Eve greets us warmly but nervously, before leaving and re-entering to begin her play. And it’s a play that poses a lot of questions. Questions like: why is she able to see us, the audience, sitting round the edges of her living room? Why is she talking into an unplugged microphone? What’s with those occasional forays into lip-sync music? And why is her phone ringing all the time?

There’s actually something very clever and high-concept going on here. The trouble is that, without any signal that things aren’t quite as they appear, it’s easy to misinterpret the first half of the play as a themeless miscellany. By the time I’d realised that I needed to re-assess a lot of what I’d seen, it was a little too late to connect with it; there were details I didn’t remember, parallels and metaphors I’m certain I’d missed.

And that’s a shame, because the story is absolutely one worth telling. It’s not much of a spoiler to say that Eve is struggling to accept a loss, one that’s hinted at in the early scenes but explained with terrible clarity later on. As so often when we’re grieving, particular memories adopt an almost religious significance; it’s unclear how Eve will ever let go, or even if it’s really right to.

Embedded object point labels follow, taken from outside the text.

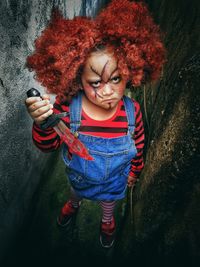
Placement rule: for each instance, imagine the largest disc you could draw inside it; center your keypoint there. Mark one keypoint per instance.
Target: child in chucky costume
(88, 63)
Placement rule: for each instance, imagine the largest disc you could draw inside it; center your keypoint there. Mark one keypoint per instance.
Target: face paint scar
(96, 94)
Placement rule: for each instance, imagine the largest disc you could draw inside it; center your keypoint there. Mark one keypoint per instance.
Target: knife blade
(74, 144)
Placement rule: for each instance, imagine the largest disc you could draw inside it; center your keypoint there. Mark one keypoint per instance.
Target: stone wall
(21, 163)
(166, 209)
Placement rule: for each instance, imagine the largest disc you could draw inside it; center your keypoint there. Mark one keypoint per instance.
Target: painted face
(102, 82)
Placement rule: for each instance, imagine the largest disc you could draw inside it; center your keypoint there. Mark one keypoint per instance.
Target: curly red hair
(63, 47)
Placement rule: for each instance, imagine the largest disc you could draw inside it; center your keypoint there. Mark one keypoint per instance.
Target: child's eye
(96, 84)
(116, 79)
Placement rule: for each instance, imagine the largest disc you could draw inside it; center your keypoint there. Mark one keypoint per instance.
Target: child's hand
(39, 109)
(131, 181)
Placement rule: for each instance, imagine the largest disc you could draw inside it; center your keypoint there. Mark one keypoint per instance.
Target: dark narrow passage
(166, 209)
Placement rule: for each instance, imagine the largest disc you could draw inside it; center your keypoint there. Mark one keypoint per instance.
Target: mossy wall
(161, 228)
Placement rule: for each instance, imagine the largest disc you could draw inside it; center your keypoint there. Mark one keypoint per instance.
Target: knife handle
(33, 92)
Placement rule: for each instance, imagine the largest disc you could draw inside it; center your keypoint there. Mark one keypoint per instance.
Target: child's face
(101, 79)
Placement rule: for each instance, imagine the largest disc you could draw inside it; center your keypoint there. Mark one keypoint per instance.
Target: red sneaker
(107, 234)
(66, 214)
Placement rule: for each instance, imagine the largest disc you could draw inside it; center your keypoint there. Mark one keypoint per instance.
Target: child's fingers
(41, 110)
(46, 97)
(36, 105)
(30, 100)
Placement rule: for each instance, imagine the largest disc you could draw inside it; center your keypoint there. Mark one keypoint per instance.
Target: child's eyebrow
(95, 71)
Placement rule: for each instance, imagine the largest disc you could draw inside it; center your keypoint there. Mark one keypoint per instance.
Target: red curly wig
(63, 47)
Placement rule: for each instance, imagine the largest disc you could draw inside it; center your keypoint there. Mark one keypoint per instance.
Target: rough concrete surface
(163, 227)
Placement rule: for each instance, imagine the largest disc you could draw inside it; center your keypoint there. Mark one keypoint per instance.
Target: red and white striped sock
(108, 209)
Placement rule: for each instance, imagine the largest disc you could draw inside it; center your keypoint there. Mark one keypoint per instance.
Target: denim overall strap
(130, 111)
(75, 112)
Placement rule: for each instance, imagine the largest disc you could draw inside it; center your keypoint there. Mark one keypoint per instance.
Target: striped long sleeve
(138, 162)
(48, 140)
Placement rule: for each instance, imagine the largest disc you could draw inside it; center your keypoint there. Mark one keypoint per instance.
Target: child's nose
(107, 90)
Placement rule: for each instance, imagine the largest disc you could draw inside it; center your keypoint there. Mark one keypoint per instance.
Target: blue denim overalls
(105, 178)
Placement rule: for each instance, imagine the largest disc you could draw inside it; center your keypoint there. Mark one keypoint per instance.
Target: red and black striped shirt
(48, 140)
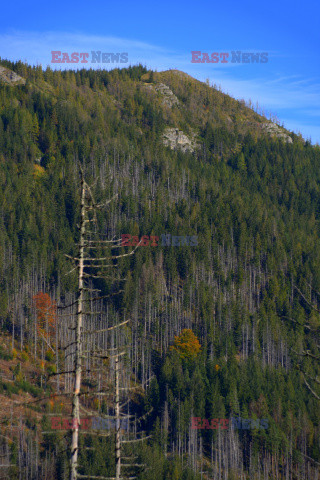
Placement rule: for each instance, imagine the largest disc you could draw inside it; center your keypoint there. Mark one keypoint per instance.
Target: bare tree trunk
(117, 411)
(78, 359)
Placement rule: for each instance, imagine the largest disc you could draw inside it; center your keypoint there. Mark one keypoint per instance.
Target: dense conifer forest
(224, 329)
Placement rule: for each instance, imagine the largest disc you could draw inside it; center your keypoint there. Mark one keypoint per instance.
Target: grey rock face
(274, 130)
(11, 77)
(176, 139)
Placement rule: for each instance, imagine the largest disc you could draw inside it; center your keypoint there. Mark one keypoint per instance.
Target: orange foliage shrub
(46, 311)
(186, 344)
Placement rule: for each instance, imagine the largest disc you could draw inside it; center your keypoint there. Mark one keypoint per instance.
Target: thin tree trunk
(78, 359)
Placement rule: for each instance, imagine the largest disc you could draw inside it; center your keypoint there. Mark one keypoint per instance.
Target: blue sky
(162, 36)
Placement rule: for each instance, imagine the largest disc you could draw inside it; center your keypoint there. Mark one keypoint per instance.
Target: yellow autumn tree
(46, 311)
(186, 344)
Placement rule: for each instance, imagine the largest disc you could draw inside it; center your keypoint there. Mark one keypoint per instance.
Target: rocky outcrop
(11, 77)
(176, 139)
(275, 131)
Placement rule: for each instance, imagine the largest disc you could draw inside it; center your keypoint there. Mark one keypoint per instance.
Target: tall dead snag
(86, 262)
(78, 364)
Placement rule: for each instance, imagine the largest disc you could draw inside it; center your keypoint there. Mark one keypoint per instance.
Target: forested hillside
(249, 290)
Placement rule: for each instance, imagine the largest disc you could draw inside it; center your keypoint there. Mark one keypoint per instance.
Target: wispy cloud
(292, 97)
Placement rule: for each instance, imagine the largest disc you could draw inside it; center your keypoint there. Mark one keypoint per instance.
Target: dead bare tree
(84, 262)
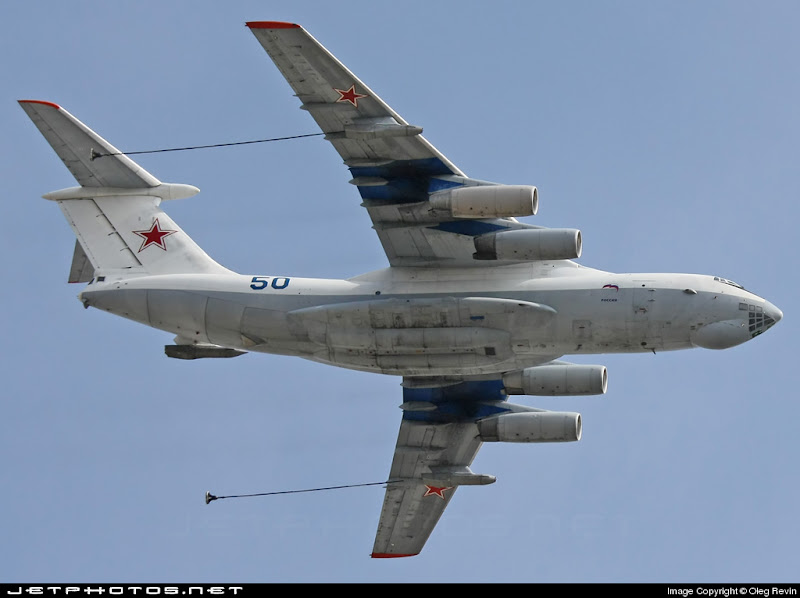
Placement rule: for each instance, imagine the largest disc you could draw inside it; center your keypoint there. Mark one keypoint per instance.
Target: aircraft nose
(763, 319)
(773, 313)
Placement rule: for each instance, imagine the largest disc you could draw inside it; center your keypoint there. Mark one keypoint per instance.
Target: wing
(407, 185)
(438, 440)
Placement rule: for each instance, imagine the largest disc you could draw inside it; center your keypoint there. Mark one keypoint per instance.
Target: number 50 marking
(262, 282)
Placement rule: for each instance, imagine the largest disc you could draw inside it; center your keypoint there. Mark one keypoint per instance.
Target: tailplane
(115, 215)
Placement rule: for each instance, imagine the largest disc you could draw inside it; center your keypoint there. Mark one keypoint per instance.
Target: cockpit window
(730, 282)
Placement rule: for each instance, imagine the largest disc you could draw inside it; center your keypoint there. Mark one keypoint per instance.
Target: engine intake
(530, 244)
(558, 380)
(488, 201)
(540, 426)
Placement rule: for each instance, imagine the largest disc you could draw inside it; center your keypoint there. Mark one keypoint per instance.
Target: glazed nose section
(772, 313)
(771, 316)
(754, 320)
(721, 335)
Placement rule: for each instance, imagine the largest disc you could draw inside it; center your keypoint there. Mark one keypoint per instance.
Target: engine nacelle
(555, 380)
(488, 201)
(539, 426)
(530, 244)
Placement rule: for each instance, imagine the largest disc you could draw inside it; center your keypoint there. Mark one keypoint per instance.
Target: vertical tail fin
(115, 211)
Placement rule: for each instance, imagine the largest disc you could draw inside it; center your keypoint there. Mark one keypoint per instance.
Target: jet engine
(529, 244)
(539, 426)
(487, 201)
(557, 380)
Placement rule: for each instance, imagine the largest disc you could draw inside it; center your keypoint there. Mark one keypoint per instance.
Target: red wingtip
(51, 104)
(271, 25)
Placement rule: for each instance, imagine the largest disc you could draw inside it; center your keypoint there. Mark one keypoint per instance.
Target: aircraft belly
(410, 334)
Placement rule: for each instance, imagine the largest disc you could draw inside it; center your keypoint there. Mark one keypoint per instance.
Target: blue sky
(666, 132)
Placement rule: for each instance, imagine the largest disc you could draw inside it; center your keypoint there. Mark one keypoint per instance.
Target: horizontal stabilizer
(77, 146)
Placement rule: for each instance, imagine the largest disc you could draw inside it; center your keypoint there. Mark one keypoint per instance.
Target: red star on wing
(350, 95)
(434, 491)
(154, 236)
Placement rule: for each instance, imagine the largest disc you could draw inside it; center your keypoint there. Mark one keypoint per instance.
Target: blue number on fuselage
(259, 283)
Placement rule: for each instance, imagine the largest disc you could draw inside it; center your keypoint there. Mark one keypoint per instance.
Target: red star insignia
(434, 491)
(154, 236)
(350, 95)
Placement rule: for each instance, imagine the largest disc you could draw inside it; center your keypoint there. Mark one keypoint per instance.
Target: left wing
(424, 209)
(444, 424)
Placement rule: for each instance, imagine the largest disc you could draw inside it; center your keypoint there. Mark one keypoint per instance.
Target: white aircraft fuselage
(416, 322)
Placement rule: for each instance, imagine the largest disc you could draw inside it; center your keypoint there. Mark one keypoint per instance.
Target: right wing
(408, 187)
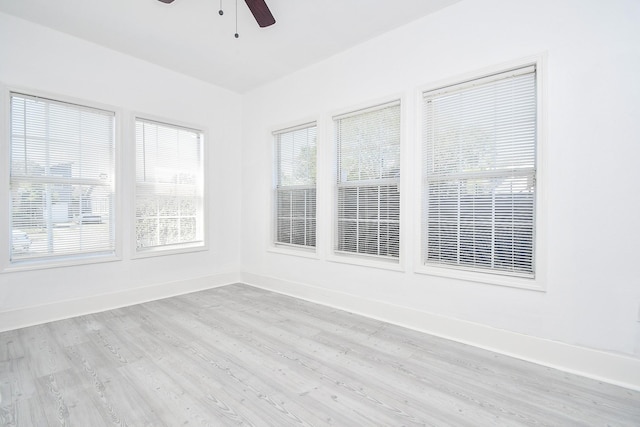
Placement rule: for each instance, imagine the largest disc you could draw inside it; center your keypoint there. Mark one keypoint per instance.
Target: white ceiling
(189, 36)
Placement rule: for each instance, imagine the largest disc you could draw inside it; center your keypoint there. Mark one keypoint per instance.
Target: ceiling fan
(259, 9)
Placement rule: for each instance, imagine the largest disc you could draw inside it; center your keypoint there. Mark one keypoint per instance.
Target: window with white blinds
(479, 159)
(368, 184)
(61, 179)
(295, 194)
(169, 187)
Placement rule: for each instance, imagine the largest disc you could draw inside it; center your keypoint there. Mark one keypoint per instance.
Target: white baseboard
(599, 365)
(34, 315)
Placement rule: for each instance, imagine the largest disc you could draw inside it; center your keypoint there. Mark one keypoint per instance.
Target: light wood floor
(238, 355)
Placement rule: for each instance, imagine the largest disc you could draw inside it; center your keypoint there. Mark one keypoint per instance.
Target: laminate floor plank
(242, 356)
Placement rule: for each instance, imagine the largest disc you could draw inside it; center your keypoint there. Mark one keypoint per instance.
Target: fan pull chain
(237, 35)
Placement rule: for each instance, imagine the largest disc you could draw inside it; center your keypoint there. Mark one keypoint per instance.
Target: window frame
(282, 247)
(361, 259)
(6, 264)
(182, 248)
(538, 281)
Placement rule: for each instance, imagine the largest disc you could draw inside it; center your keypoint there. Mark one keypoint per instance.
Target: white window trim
(538, 282)
(36, 264)
(274, 245)
(283, 248)
(372, 261)
(186, 247)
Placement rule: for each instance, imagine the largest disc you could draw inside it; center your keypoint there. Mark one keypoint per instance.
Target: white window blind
(61, 179)
(368, 197)
(479, 157)
(169, 187)
(296, 186)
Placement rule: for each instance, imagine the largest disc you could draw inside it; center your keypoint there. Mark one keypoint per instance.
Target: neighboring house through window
(61, 180)
(169, 187)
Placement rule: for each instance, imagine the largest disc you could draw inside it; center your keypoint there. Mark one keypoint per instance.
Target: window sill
(162, 251)
(300, 251)
(42, 264)
(366, 261)
(532, 284)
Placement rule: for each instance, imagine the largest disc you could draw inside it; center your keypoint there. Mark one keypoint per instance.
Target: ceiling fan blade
(260, 11)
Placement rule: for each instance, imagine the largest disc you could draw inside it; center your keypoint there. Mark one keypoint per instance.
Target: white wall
(37, 58)
(590, 167)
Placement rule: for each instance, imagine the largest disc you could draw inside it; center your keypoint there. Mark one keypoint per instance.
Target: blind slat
(61, 179)
(479, 158)
(295, 210)
(368, 197)
(169, 186)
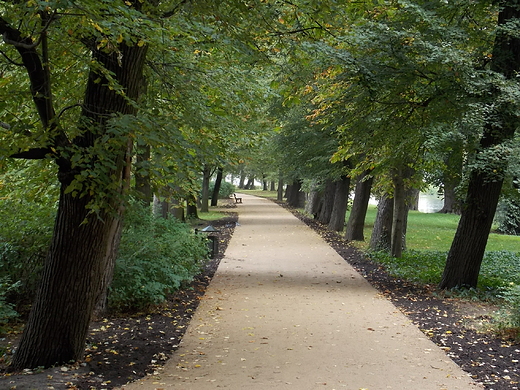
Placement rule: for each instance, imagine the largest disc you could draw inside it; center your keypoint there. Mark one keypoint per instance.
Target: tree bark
(467, 249)
(314, 198)
(400, 210)
(328, 202)
(206, 176)
(294, 194)
(279, 194)
(216, 188)
(356, 221)
(191, 207)
(339, 209)
(142, 175)
(451, 203)
(382, 232)
(83, 246)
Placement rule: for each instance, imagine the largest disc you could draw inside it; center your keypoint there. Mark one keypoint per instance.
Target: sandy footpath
(284, 311)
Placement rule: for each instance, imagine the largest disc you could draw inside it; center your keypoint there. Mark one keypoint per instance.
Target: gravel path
(285, 311)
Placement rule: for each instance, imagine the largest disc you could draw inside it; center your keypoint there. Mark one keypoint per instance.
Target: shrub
(7, 310)
(156, 256)
(25, 235)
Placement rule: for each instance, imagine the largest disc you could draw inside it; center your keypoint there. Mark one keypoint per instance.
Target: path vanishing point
(285, 311)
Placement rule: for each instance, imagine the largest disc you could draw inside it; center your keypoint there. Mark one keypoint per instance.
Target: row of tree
(153, 96)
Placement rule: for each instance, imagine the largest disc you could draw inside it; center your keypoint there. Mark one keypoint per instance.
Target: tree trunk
(467, 249)
(82, 247)
(356, 220)
(339, 209)
(451, 203)
(250, 184)
(328, 202)
(294, 198)
(382, 232)
(242, 180)
(216, 188)
(400, 210)
(191, 207)
(312, 206)
(142, 175)
(413, 199)
(279, 195)
(206, 176)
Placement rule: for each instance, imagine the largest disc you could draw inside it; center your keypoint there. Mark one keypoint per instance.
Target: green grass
(260, 193)
(435, 232)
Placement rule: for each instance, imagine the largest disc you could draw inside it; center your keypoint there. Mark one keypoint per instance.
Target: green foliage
(225, 191)
(156, 256)
(7, 311)
(25, 234)
(510, 315)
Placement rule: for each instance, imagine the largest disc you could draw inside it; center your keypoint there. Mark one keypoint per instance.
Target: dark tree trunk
(191, 207)
(294, 194)
(279, 195)
(451, 202)
(400, 210)
(339, 209)
(83, 246)
(264, 182)
(382, 232)
(413, 199)
(250, 184)
(467, 249)
(312, 206)
(142, 175)
(241, 183)
(328, 202)
(356, 221)
(216, 188)
(206, 176)
(177, 210)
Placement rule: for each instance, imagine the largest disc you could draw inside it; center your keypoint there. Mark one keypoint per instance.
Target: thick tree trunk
(382, 232)
(356, 221)
(216, 188)
(206, 176)
(467, 249)
(82, 247)
(328, 202)
(339, 209)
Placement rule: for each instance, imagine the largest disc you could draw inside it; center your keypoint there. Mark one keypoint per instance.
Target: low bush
(156, 256)
(7, 310)
(499, 278)
(25, 235)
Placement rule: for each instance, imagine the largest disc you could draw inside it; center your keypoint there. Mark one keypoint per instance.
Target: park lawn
(435, 232)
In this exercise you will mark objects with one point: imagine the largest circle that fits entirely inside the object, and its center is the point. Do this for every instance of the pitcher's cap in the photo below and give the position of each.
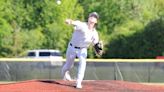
(94, 14)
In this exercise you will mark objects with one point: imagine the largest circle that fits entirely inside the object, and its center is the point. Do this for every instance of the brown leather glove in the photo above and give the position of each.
(98, 47)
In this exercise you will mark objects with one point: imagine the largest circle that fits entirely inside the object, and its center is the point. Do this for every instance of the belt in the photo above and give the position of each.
(75, 46)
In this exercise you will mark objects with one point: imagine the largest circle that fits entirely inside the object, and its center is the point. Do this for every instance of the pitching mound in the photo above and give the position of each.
(88, 86)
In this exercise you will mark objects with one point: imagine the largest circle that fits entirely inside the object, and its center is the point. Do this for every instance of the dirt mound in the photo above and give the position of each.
(88, 86)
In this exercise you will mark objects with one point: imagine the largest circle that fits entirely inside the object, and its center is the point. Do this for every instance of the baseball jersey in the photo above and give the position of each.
(82, 35)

Eve is autistic, she tells us, using a clever and witty video-game metaphor to explain how stressful she finds some aspects of daily life. But this isn’t a play “about” autism: it’s a heightened take on a common life experience, albeit viewed through a slightly different lens. I feel I could have learned more if that diversity had been addressed more explicitly, much as it was in that video-game scene, but I also respect the choice not to put it front and centre and to allow Eve’s narrative to tell its own tale.

Plays with a big reveal are hard to pull off, because the “before” and “after” stories both have to draw the audience in. I don’t think Everyone’s Worried About Eve quite manages that double. But the script is funny at times and heart-wrenching at others, the twist is clever, and there’s real wisdom in the final monologue.